Last February, Troppy launched Yes in My Backyard, or YIMBY, an organization that reaches out to the homeless in a variety of simple ways that he wants others to emulate.

“Our mission is to encourage others to engage in homelessness when confronted with it and be proactive,” he said. “Jump in and help someone rather than ignoring it.”

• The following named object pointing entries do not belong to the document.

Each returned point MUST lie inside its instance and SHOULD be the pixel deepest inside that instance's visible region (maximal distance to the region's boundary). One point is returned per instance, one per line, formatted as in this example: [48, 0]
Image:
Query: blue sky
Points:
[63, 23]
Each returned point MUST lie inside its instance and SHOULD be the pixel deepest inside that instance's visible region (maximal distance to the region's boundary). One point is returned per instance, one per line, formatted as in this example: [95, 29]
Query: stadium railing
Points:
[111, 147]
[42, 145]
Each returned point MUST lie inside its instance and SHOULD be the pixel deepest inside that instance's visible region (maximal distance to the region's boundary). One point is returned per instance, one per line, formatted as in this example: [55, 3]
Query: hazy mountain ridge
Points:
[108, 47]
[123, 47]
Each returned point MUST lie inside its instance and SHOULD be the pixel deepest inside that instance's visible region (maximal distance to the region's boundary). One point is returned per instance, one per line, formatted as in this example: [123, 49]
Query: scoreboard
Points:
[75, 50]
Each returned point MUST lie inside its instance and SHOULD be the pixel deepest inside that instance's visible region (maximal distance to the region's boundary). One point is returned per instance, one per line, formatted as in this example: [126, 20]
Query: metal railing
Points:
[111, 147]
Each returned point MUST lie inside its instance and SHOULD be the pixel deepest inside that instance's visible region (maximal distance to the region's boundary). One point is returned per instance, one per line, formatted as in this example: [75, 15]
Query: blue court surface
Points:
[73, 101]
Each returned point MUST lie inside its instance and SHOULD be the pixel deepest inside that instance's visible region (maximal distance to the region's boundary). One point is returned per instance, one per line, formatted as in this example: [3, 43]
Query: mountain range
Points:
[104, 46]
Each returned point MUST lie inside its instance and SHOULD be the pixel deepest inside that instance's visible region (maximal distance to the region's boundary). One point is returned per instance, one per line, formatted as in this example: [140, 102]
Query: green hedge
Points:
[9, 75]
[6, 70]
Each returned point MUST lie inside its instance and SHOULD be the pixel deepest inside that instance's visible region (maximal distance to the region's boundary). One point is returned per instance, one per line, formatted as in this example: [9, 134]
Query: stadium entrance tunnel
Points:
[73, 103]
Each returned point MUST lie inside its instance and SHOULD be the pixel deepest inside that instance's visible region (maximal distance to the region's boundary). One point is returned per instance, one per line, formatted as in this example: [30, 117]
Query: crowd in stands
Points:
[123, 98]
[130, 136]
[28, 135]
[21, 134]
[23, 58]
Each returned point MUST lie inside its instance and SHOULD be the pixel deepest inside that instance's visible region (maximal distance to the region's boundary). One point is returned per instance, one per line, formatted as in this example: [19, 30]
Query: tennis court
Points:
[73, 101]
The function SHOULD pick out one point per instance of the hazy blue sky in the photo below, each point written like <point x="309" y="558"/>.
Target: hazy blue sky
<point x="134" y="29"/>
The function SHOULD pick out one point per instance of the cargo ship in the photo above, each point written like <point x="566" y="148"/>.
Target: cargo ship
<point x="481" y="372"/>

Troppy began doing that by keeping his car stocked with items to donate, including backpacks filled with toiletries, sleeping bags, blankets, socks and food.

“When the pandemic hit, shelters and soup kitchens closed, and people asked me if I had food,” said Troppy. “So I started making up food to hand out. It really hit home with me one day when I gave a man a paper bag, and he tore it open and stuffed a whole sandwich in his mouth – he was that hungry. That’s when I started focusing on feeding people, too.”

As restaurants began closing last spring, many called on Troppy to distribute food they couldn’t use. “The most I did in one day was 200 meals, and I did it on my own because no one wanted to ride in the car with me,” he said.

Getting volunteers and donors has become a bit easier as vaccines are distributed. Troppy now rents a room in a Grant Park church to store sanitizers, toothbrushes, wipes, flashlights, T-shirts, rain ponchos and umbrellas that people give him. And he’s not shy about asking those people to come along on the ride to give them out.

“You see the connection, where your item is going,” he said. “It’s very powerful.”

Though he’s managing the nonprofit fulltime, Troppy plans to continue taking pictures and to sell his photography to fund it.

“These are members of our community, somebody’s brother, sister, child, aunt, uncle,” he said. “Since I started, I’ve met people from all backgrounds who are experiencing homelessness; anyone can lose a partner, a job or a home. It’s amazing to me that something like photography could turn into a nonprofit to help them.”